Con la pesadilla de hace dos años y con hostigamientos frecuentes, Nasa Estéreo volvió al aire hace poco. Sin embargo, las condiciones para que las diez radios indígenas del Cauca hagan uso de sus medios son difíciles. Según el defensor del Pueblo de Cauca, Víctor Meléndez, en el departamento hay más de diez grupos que corresponden a las Farc, cuatro estructuras del Eln y tres grupos vinculados a paramilitares.

“Este panorama hace que el ejercicio del periodismo esté afectado más que en cualquier otro departamento y, pese a que la legislación contempla la libertad de expresión, en realidad se asiste a situaciones donde el conflicto condiciona, las fuentes imponen los lenguajes y se dan una serie de figuras para el control de la información”, dice un informe de la Fundación para la Libertad de Prensa (Flip) sobre Cauca. Al respecto, David González, exfuncionario del área de Protección y Monitoreo de la misma organización, afirma que tener la doble condición de periodistas y de indígenas aumenta el riesgo para quienes sacan adelante las radios del Cauca, sumado a la autocensura a la que se someten .

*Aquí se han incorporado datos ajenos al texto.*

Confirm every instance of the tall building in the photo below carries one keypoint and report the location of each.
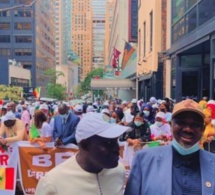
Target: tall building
(63, 31)
(99, 10)
(108, 24)
(191, 49)
(28, 36)
(151, 44)
(82, 35)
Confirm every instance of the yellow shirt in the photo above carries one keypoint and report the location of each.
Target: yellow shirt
(14, 133)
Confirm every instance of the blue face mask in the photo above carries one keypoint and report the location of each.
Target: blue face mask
(185, 151)
(63, 116)
(138, 123)
(112, 120)
(146, 113)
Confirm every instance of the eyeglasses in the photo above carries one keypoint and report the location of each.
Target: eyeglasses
(193, 125)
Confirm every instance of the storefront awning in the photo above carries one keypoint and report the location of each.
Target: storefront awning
(102, 84)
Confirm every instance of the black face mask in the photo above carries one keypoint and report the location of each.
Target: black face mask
(9, 123)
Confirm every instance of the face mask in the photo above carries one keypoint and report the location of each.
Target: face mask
(159, 124)
(112, 120)
(63, 116)
(185, 151)
(138, 123)
(146, 113)
(163, 110)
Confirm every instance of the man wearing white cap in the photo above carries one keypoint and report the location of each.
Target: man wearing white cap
(94, 170)
(12, 129)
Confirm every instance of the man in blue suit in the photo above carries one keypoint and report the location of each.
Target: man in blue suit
(65, 126)
(179, 168)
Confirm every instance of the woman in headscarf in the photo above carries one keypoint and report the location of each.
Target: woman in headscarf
(148, 114)
(140, 131)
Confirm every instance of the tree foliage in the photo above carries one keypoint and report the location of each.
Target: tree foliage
(12, 93)
(54, 89)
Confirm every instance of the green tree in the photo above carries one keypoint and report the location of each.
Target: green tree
(54, 89)
(12, 93)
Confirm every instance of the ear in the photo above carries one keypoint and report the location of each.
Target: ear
(84, 144)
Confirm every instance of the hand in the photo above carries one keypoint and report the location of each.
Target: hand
(209, 139)
(58, 142)
(3, 141)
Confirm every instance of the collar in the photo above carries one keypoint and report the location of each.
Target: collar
(192, 160)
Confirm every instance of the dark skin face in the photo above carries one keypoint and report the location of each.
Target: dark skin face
(97, 153)
(187, 128)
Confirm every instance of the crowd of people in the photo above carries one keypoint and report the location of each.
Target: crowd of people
(186, 127)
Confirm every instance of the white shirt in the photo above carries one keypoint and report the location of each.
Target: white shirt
(69, 178)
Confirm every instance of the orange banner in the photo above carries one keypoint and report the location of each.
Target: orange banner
(35, 162)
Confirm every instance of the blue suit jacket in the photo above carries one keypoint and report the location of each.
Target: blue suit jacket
(151, 172)
(68, 134)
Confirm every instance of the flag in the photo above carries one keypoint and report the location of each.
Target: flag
(128, 51)
(37, 92)
(115, 58)
(6, 178)
(33, 132)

Es el caso de Radio Pa’ Yumat, una emisora en el municipio de Santander de Quilichao que da a conocer las acciones del pueblo nasa y denuncia los abusos de los grupos armados en su territorio. Si bien este año las presiones han sido menores, Dora Muñoz, la directora, cuenta su historial de amenazas y ataques: en 2008, la guerrilla destruyó sus equipos de transmisión y tuvieron que salir del aire por ocho meses. Luego, en 2010, en zona rural de Caloto fue asesinado Rodolfo Maya, uno de sus periodistas. Constantemente, el Ejército y las Farc utilizan la parte del cerro en donde están las antenas de la emisora para acampar y dirigir ataques, lo que también afecta las transmisiones.

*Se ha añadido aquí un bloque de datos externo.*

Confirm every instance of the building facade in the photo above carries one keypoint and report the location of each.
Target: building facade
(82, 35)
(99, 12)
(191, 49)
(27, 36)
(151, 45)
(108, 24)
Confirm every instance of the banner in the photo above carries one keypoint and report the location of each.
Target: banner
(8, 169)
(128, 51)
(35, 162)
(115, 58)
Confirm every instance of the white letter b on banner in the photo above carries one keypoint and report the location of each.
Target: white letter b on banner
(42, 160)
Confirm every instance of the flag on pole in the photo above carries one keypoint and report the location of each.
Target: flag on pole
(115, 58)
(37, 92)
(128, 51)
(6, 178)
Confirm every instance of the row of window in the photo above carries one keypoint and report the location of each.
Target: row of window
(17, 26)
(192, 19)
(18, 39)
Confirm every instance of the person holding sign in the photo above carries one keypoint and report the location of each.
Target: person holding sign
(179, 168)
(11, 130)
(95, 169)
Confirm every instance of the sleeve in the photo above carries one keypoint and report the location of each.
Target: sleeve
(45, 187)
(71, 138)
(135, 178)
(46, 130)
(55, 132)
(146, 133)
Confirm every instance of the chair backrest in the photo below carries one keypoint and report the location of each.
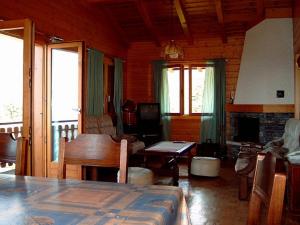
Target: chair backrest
(291, 134)
(93, 150)
(13, 151)
(268, 190)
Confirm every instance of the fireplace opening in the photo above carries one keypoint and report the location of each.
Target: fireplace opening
(247, 129)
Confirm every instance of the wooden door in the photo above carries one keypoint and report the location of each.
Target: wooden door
(64, 100)
(24, 31)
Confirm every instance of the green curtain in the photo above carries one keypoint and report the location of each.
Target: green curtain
(161, 94)
(118, 93)
(95, 83)
(213, 120)
(208, 119)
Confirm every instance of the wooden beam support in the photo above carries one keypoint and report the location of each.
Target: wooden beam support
(183, 20)
(260, 9)
(219, 11)
(117, 27)
(144, 13)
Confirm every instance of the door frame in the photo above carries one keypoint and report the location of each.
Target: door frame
(52, 165)
(28, 72)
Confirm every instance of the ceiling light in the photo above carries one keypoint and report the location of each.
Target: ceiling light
(172, 51)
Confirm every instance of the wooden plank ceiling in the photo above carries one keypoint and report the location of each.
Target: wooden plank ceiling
(190, 20)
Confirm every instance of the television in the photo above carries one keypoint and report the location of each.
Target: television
(148, 112)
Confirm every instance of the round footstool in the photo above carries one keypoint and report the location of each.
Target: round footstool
(139, 175)
(205, 166)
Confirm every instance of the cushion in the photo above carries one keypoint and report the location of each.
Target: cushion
(291, 134)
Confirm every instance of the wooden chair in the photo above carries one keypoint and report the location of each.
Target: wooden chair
(13, 151)
(268, 189)
(93, 150)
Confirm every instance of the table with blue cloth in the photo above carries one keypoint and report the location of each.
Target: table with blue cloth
(32, 200)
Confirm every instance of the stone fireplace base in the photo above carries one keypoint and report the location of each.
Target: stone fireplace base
(271, 126)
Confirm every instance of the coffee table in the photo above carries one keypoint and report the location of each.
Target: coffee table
(166, 154)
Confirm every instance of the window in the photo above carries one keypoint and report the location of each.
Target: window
(186, 85)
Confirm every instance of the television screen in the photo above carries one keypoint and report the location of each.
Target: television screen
(148, 111)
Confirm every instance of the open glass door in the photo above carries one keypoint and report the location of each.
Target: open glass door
(16, 63)
(64, 78)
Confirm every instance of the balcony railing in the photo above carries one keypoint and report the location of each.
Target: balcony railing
(63, 128)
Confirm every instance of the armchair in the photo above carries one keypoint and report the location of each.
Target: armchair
(285, 146)
(104, 125)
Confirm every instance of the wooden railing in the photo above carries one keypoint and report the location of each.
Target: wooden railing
(13, 127)
(63, 128)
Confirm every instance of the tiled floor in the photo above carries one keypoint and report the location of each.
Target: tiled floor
(214, 201)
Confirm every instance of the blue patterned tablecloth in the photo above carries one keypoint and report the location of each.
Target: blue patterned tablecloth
(31, 200)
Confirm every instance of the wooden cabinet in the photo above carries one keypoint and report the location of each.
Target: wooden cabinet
(293, 186)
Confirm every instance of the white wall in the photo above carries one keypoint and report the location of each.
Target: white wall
(267, 64)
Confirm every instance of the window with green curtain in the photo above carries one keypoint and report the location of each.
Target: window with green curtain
(95, 83)
(161, 94)
(213, 118)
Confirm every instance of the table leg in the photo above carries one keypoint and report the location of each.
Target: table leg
(175, 174)
(190, 156)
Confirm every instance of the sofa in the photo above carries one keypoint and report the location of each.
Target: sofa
(104, 125)
(286, 146)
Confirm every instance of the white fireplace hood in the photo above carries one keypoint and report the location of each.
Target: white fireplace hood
(267, 64)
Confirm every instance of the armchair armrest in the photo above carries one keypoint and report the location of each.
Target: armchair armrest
(274, 143)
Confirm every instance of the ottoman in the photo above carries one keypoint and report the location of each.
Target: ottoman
(205, 166)
(139, 175)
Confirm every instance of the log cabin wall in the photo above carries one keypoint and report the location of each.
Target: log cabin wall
(68, 19)
(296, 27)
(296, 20)
(138, 79)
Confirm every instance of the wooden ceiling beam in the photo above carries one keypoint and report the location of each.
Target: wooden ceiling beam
(146, 18)
(183, 20)
(109, 1)
(219, 11)
(116, 26)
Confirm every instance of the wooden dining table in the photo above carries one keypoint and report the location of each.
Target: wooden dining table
(33, 200)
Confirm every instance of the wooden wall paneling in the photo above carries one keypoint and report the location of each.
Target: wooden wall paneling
(139, 78)
(267, 108)
(39, 150)
(297, 87)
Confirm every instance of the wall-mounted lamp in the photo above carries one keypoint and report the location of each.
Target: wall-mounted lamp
(55, 39)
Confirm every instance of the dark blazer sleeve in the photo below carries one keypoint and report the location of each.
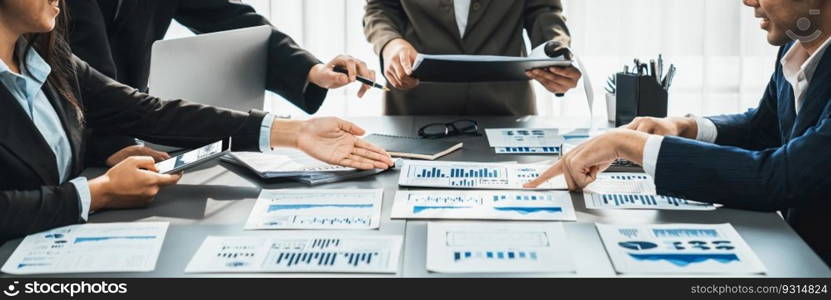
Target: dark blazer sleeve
(790, 176)
(30, 211)
(112, 107)
(288, 64)
(545, 22)
(384, 21)
(756, 129)
(89, 41)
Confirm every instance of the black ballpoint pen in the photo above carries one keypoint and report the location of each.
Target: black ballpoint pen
(362, 79)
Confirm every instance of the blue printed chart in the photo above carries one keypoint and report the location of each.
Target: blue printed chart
(679, 249)
(295, 253)
(484, 205)
(89, 248)
(524, 137)
(474, 175)
(490, 247)
(316, 209)
(633, 191)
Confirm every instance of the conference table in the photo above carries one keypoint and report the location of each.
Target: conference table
(215, 199)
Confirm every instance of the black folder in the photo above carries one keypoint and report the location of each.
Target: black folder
(479, 68)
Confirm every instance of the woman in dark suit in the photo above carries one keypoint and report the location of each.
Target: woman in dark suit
(49, 99)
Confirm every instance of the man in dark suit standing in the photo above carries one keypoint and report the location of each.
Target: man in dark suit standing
(401, 29)
(773, 157)
(116, 36)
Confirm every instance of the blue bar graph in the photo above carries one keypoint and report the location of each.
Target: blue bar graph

En 2011 recibieron un panfleto firmado por el bloque central de las Auc, en el que la emisora fue declarada “objetivo militar permanente”, y recientemente el periodista Abel Coicué, luego de hacer denuncias sobre quienes, al parecer, asesinaron a su hija de siete años, recibió amenazas en las que le piden que deje el territorio. “Rechazar la presencia de los grupos armados nos pone en el ojo del huracán. Somos la piedra en el zapato también para el gobierno, porque nosotros denunciamos cómo vulneran nuestros derechos humanos. Por eso nos señalan, nos difaman y nos dicen que tenemos alianzas con los armados”, afirma Nancy Guerrero, coordinadora de la emisora.

El defensor del Pueblo del departamento denuncia que, como los indígenas difunden mensajes en su propia lengua y los grupos armados no pueden controlarlos, se generan conflictos y se obliga a las comunidades a hablar en español. “Sin duda, estos medios necesitan una mayor protección y un mayor acompañamiento por parte del Estado. Ellos prestan un gran apoyo en las regiones donde no hay cobertura de otras emisores”, agrega.

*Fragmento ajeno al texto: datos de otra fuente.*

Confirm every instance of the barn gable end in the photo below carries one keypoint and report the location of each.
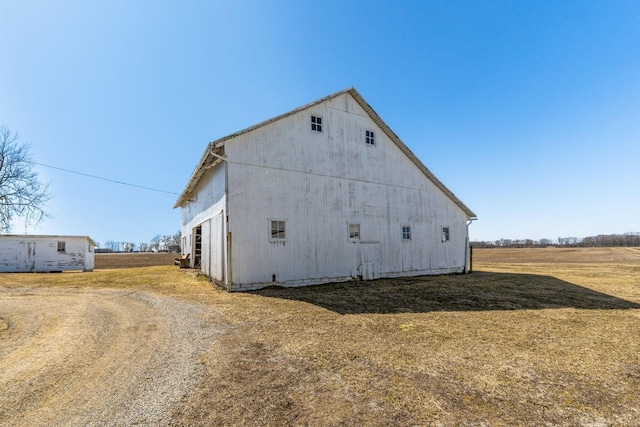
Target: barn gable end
(351, 198)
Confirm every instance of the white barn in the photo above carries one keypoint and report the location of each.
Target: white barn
(324, 193)
(31, 253)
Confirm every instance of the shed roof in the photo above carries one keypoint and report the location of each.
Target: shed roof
(209, 158)
(44, 236)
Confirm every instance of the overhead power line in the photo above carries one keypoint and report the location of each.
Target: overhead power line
(105, 179)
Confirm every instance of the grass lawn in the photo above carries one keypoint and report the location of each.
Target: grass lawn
(532, 337)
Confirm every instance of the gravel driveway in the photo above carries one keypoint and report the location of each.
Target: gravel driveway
(82, 357)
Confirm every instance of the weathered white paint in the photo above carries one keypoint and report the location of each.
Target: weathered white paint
(319, 183)
(30, 253)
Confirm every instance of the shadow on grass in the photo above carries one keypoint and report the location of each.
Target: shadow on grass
(480, 291)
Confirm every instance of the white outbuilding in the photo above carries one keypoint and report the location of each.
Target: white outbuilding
(324, 193)
(31, 253)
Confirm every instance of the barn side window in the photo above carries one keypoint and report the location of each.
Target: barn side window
(354, 231)
(369, 137)
(445, 234)
(316, 123)
(406, 232)
(278, 230)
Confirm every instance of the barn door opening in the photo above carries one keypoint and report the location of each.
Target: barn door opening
(26, 256)
(197, 246)
(369, 260)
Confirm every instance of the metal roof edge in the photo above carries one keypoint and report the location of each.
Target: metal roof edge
(198, 171)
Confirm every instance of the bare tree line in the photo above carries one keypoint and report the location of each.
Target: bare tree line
(158, 243)
(630, 239)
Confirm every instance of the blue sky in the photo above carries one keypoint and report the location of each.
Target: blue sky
(528, 111)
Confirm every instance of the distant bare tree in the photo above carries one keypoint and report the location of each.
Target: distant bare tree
(21, 192)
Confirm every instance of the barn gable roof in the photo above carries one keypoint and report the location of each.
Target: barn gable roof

María Pía Matta, presidenta de la Asociación Mundial de Radios Comunitarias, hizo una visita a las radios indígenas de Cauca en 2010 y las condiciones de estas emisoras le parecieron pavorosas. “La pregunta que yo me hacía era ¿cuántas víctimas más tienen que morir para que los dirigentes entiendan que las radios comunitarias son vehículos para la reivindicación democrática? Yo le digo al gobierno: Preocuparse por las radios indígenas es preocuparse por el futuro de toda la humanidad. Ellos tienen una cultura que nosotros ya les quitamos hace 500 años, devolvámosles algo de eso”, concluyó.